Circularly polarized electromagnetic waves are widely used in cutting-edge fields such as satellite communications and quantum optics due to their propagation stability (strong anti-interference ability, stable phase) and the unique property of carrying spin-orbit angular momentum. In the microwave band, the most mature and direct application method is the co-polarized transmission and reception of circular polarization. However, no method for phase adjustment of co-polarized channels has been reported so far.

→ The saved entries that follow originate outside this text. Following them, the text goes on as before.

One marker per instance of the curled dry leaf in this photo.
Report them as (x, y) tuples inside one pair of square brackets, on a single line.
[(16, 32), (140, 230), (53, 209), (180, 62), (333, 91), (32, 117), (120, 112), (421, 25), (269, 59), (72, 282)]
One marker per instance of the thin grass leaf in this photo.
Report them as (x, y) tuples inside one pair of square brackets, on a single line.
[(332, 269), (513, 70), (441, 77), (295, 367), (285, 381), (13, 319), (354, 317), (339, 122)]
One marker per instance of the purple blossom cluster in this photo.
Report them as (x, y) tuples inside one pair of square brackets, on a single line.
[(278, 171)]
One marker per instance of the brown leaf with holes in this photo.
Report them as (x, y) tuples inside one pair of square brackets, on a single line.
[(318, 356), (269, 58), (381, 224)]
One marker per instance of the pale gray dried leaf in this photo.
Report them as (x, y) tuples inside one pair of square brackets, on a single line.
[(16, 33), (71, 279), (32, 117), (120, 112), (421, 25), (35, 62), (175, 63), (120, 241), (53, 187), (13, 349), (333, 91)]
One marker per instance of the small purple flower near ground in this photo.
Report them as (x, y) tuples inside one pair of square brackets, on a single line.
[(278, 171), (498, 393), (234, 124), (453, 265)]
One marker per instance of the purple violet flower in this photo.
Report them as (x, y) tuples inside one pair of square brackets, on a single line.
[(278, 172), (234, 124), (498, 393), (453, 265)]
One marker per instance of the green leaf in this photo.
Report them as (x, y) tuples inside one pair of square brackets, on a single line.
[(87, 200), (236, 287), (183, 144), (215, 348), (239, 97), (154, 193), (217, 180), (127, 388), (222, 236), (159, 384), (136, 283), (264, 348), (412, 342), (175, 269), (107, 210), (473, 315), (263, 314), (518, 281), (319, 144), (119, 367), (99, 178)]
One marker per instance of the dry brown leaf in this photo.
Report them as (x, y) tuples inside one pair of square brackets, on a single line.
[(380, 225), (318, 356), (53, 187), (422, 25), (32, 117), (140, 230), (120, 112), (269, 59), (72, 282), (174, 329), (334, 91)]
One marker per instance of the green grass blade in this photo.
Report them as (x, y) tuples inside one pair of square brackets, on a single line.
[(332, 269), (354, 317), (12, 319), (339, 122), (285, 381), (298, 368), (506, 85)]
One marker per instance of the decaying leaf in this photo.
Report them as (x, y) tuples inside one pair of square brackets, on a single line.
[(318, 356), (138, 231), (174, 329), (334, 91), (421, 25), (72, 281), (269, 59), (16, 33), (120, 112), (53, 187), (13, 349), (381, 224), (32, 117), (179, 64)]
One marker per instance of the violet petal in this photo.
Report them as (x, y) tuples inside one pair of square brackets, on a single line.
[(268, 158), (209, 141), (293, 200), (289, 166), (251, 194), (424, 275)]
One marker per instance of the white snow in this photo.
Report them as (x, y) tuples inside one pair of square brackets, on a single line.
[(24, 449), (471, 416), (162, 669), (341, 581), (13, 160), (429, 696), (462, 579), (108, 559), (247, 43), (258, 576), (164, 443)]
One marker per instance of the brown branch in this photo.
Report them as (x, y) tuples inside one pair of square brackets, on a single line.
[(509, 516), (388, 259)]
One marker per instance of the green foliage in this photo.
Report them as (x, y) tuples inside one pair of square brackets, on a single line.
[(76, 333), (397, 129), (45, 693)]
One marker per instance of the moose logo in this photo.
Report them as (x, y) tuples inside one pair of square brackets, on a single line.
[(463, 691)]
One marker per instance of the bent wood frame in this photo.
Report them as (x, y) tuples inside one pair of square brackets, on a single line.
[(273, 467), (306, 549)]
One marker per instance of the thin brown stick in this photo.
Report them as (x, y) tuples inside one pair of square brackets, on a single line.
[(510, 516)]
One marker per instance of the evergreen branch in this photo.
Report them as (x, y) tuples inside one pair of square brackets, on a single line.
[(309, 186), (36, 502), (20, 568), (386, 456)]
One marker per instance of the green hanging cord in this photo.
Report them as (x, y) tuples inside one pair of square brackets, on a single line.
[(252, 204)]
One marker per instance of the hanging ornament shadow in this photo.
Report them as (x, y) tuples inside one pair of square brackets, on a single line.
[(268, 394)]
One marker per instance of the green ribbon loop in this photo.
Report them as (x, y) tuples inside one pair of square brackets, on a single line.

To break through the existing technical bottlenecks, the team first proposed that the spin-dependent phase mechanism of circularly polarized waves originates from a singularity on the Poincaré sphere, namely the co-polarized singular phase. By optimizing the eigenparameters of the unit to circulate around the singularity along the path with the maximum amplitude, topologically stable 2π phase coverage is achieved under the premise of high efficiency. The team further combined dynamic phases to successfully realize efficient wavefront multiplexing for circular co-polarized channels. This singular phase mechanism provides a universal theory for metasurface phase regulation and wavefront manipulation, and opens up a new model for spin photonics research.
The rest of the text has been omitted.